Accelerated formation of fibrin clots in a tumor microenvironment can be used for targeted delivery of interferon gamma (IFNγ) to tumor cells. Here, we selected cysteine-arginine-glutamic acid-lysine-alanine (CREKA) as the fibrin clot-binding peptide and designed 2 types of fusion proteins for tumor targeting. The CREKA peptide was fused to IFNγ's C-terminus, with or without a matrix metalloproteinase-2 (MMP2)-cleavable linker (IFNγ-mmp-CREKA or IFNγ-CREKA, respectively). The former was designed to release IFNγ from IFNγ-mmp-CREKA bound to fibrin clots, to ensure IFNγ's function in the tumor milieu. IFNγ-activated sequence-dependent reporter gene expression in B16-BL6 cells revealed that the biological activities of IFNγ-CREKA and IFNγ were comparable, whereas that of IFNγ-mmp-CREKA was approximately 60% that of IFNγ. Plasma concentrations of IFNγ-CREKA and IFNγ-mmp-CREKA remained at effective levels for at least 4 weeks after gene transfer into mice.
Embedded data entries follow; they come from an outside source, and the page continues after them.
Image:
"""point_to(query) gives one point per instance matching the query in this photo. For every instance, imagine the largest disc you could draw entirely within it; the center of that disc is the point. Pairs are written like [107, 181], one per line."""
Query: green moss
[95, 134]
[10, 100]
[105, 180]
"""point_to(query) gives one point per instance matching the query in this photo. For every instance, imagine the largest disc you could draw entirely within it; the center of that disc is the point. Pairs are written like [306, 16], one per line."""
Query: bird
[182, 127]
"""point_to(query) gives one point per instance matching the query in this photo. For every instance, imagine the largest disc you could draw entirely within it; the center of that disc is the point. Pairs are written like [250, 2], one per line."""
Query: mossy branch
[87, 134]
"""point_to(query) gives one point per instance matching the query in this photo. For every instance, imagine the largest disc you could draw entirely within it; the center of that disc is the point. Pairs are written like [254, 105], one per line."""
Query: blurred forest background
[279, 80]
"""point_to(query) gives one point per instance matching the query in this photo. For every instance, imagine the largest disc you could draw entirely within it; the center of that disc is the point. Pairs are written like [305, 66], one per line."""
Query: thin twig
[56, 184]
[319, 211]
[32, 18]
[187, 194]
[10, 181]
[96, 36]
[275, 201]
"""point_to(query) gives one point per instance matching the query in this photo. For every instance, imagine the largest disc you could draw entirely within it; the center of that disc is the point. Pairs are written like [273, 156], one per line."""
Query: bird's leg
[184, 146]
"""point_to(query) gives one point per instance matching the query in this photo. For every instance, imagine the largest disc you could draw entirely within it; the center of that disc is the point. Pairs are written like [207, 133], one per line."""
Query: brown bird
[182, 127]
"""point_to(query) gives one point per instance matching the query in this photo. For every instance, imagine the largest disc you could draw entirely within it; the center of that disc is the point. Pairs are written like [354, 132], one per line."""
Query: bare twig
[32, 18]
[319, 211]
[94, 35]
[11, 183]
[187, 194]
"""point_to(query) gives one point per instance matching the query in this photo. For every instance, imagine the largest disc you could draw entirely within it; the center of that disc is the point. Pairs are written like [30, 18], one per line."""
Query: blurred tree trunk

After gene transfer to tumor-bearing mice, intratumoral concentration of IFNγ in pCpG-IFNγ-mmp-CREKA group was tended to be higher than those of the other groups. Inhibition of colon-26 tumor growth was significantly more with gene transfer of IFNγ-mmp-CREKA than with IFNγ or IFNγ-CREKA. These results indicate that targeted delivery of IFNγ to fibrin clots through IFNγ-mmp-CREKA fusion can enhance the therapeutic efficacy of IFNγ in cancer gene therapy.